Though this could potentially ensure that people with disabilities will no longer be exploited, McSweeny believes that eliminating the certificate (which she refers to as “special minimum wage”) and the structure of sheltered workshops could have devastating consequences for people with I/DD, arguing that there aren’t Barclays Centers in more rural areas across the country.

“A whole lot of other people across the country are starving, they’ll be starving because they got rid of [sheltered workshops],” she said. “And that happens in states where they got rid of it, people who have nowhere to go in the morning. People who are isolated in their homes … Because there’re not places that are willing to accommodate them and their disabilities.”

Mondesir busy working a shift at Barclays Center.



Mondesir busy working a shift at Barclays Center.

People with I/DD have also expressed their concerns about leaving the familiarity of sheltered workshops for what some call “outside jobs.”

In 2015, NPR spoke to several people with I/DD working in a sheltered workshop called Production Unlimited in Watertown, New York, and reported that most of these people enjoyed their jobs and felt unease about the possibility of leaving.

Miguel Mondesir, who has worked at the Barclays Center as a food runner since 2012, admitted to HuffPost that he still feels anxiety working in a nondisabled environment.

“When I got the job [at the Barclays Center], I was nervous, like, to do well at it,” he told HuffPost. “So, I always think I’ll get fired.
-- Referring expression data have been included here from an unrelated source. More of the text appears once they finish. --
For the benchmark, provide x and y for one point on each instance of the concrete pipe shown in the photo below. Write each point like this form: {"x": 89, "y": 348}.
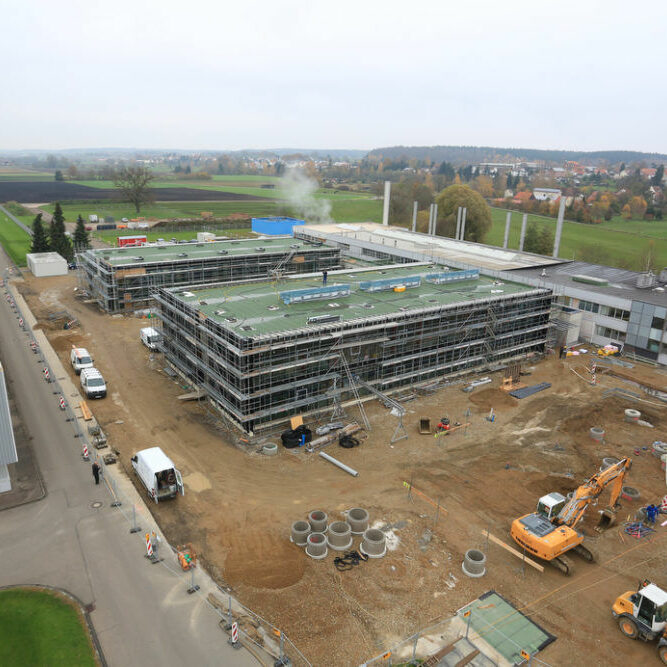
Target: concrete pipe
{"x": 299, "y": 533}
{"x": 474, "y": 563}
{"x": 270, "y": 449}
{"x": 339, "y": 536}
{"x": 597, "y": 433}
{"x": 316, "y": 546}
{"x": 373, "y": 543}
{"x": 358, "y": 520}
{"x": 318, "y": 521}
{"x": 607, "y": 462}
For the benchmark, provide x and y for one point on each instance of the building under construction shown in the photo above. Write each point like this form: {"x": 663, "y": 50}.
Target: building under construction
{"x": 123, "y": 279}
{"x": 267, "y": 350}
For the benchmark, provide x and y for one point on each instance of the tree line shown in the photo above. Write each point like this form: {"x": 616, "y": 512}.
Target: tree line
{"x": 54, "y": 239}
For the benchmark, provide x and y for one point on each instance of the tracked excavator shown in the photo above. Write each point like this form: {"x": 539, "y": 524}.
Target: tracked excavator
{"x": 551, "y": 532}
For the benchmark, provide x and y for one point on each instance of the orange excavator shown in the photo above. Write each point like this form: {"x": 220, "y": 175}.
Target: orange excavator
{"x": 551, "y": 532}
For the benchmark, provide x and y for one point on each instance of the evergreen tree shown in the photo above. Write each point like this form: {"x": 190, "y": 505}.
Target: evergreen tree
{"x": 531, "y": 241}
{"x": 81, "y": 240}
{"x": 40, "y": 242}
{"x": 59, "y": 241}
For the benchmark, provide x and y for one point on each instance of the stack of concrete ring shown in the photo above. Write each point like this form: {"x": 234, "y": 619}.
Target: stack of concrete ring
{"x": 317, "y": 535}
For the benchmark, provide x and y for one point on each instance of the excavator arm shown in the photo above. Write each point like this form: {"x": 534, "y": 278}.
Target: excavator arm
{"x": 573, "y": 511}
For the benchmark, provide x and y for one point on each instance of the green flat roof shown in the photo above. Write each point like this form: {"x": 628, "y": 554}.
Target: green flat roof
{"x": 169, "y": 252}
{"x": 260, "y": 307}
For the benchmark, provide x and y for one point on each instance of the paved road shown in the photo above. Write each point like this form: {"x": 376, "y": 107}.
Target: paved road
{"x": 143, "y": 614}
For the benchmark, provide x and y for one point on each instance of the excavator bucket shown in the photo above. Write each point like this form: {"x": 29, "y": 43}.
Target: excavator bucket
{"x": 607, "y": 519}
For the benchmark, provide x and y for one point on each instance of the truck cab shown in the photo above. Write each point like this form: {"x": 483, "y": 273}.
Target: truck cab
{"x": 80, "y": 358}
{"x": 642, "y": 614}
{"x": 150, "y": 337}
{"x": 158, "y": 474}
{"x": 93, "y": 383}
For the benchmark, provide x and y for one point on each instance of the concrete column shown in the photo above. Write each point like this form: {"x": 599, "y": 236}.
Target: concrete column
{"x": 507, "y": 228}
{"x": 524, "y": 222}
{"x": 387, "y": 196}
{"x": 559, "y": 225}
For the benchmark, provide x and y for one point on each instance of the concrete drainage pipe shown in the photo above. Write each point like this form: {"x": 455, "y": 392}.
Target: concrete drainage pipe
{"x": 300, "y": 532}
{"x": 339, "y": 536}
{"x": 317, "y": 546}
{"x": 270, "y": 449}
{"x": 373, "y": 543}
{"x": 358, "y": 520}
{"x": 318, "y": 521}
{"x": 474, "y": 563}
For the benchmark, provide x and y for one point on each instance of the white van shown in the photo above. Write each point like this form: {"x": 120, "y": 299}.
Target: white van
{"x": 80, "y": 359}
{"x": 93, "y": 383}
{"x": 158, "y": 474}
{"x": 150, "y": 337}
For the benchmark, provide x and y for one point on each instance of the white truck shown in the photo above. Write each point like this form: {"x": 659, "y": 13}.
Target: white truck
{"x": 150, "y": 337}
{"x": 80, "y": 358}
{"x": 158, "y": 474}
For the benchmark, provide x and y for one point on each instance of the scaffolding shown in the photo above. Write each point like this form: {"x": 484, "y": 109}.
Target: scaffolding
{"x": 258, "y": 379}
{"x": 123, "y": 279}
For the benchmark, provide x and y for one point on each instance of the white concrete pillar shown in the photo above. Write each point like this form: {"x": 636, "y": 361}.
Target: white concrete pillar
{"x": 524, "y": 222}
{"x": 387, "y": 196}
{"x": 507, "y": 228}
{"x": 559, "y": 225}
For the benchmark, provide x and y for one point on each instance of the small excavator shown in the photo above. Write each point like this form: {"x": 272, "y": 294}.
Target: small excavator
{"x": 551, "y": 532}
{"x": 643, "y": 615}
So I try my best at everything.”

And although he has received support from some of his nondisabled co-workers, he alluded to friction he’s experienced with others.

“The other cooks said, ‘Stop standing like a log,’” he said of one experience. “And it made me feel, like, I’m already nervous, I don’t want them to, like, make me more nervous. But I understand they’re trying to help me, but the way that they said it was the wrong way to say it.”

When it comes to hiring people with I/DD, advocates agree that the societal impact is huge.

“I think that people start to break down their walls,” Lozada told HuffPost. “ … People start to come out and tell you about their experiences and that they might have a family member who is disabled. They themselves might have a disability that they were afraid to disclose … they begin to think that it’s normal to disclose [them] and that they’re not going to be discriminated against.”